The question of whether Williams would turn down Carolina again hung over the Final Four.

After Kansas was upset by Syracuse in the title game, the television reporter Bonnie Bernstein asked him if he was leaving. “I could give a (bleep) about North Carolina right now,” Williams said in a live interview.

It was an uncharacteristically foul word from Williams’ mouth.

If he wanted to color his language, he often dropped “dadgum” into a sentence in his Blue Ridge twang. He did this so frequently, he picked up a nickname: “Dadgum Roy.”

It didn’t take Williams long to restore North Carolina to its station among college basketball royalty. In his second season, with players recruited by Doherty, the Tar Heels won a national title. They won two more championships, in 2009 and 2017 — and came agonizingly close to another, losing to Villanova in 2016 on Kris Jenkins’s long 3-pointer at the buzzer.
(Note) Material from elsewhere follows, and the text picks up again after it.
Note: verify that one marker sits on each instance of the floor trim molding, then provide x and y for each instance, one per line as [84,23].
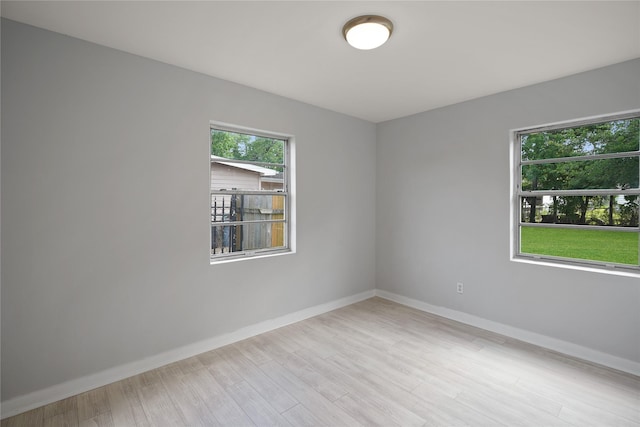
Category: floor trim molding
[20,404]
[550,343]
It might have been the most heartbreaking defeat, but the last losses of a season always linger, Williams said after what turned out to be his final one, to Wisconsin in the N.C.A.A. tournament. He apologized when he joined a videoconference call for blowing his nose, reminding reporters that he can get emotional.

“Basketball can be the greatest game in the world,” Williams said. “But when you lose it’s like somebody reaches in and grabs your heart and shakes it right in front of you. Sort of taunts you a little bit. But coaching basketball, that’s pretty dadgum good.”

Alan Blinder and Oskar Garcia contributed reporting.